Reserves Update: Please note that due to COVID-19 restrictions Windmill Farm car park is now closed until further notice.
Freathy: 30 Manx Shearwater plunge-diving this morning. (M Jordan)
Stratton: Red Kite flew North at 07.40. (B Bryne)
Gulval: 1 Red Kite over Sainsburuy’s 12:00. (S Rogers)
Truro River: 10 Black-tailed Godwit. (P Fraser)
Camborne: Red Kite flew North, mobbed by gulls. (S Marshall)
Penzance: 1 Swallow along the promenade. (J Evans)
Lockdown birding ideas: How many birds can you identify in this clip?

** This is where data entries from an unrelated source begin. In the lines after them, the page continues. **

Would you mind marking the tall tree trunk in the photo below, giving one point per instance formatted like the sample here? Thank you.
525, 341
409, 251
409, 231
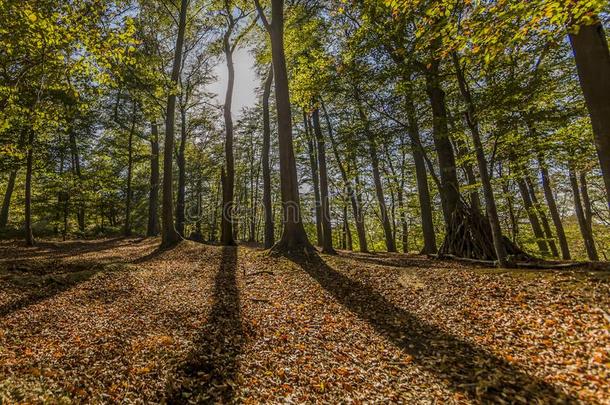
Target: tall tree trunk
327, 245
29, 236
462, 149
181, 163
582, 220
356, 207
198, 234
421, 175
80, 213
450, 191
6, 203
348, 233
153, 198
404, 226
215, 212
593, 64
586, 201
169, 234
315, 178
374, 155
533, 218
550, 201
543, 219
127, 227
294, 237
269, 238
490, 200
228, 184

Worth watching to the end! (Sent in by K Dalziel) –
https://www.youtube.com/watch?v=IMXD4h5w8D8
A Cornwall Lockdown Diary, Day 4:
Unsurprisingly, raptors don’t feature too highly on my garden list. I have glimpsed the odd Sparrowhawk hurtling through the branches or calling to a mate, and a Kestrel has flown over once or twice. But we are spoilt for Buzzards. I don’t think they have nested in our trees (though I can’t be certain), but they are very much in evidence year round. They are so well disguised amongst the branches that it is only when they glide down from their perch that you realise they were there all along. It is their plaintive cries that make you look up and there they are – mini eagles, floating round and round on these warm March thermals on those great sails of wings. Today there were four of them, way, way up in the blue, thoroughly enjoying the buoyancy of the spring air and the effortless ride upwards. They mewed to each other in what sounded like pure joy. Just for the hell of it, one of them folds its wings Peregrine-like and plummets down a couple of hundred feet before spreading those wings and recapturing the up-draught again. Gosh, what I’d give to be a Buzzard today! Free of the misery of the terrible virus news and the prospect of another early evening No.10 Broadcast!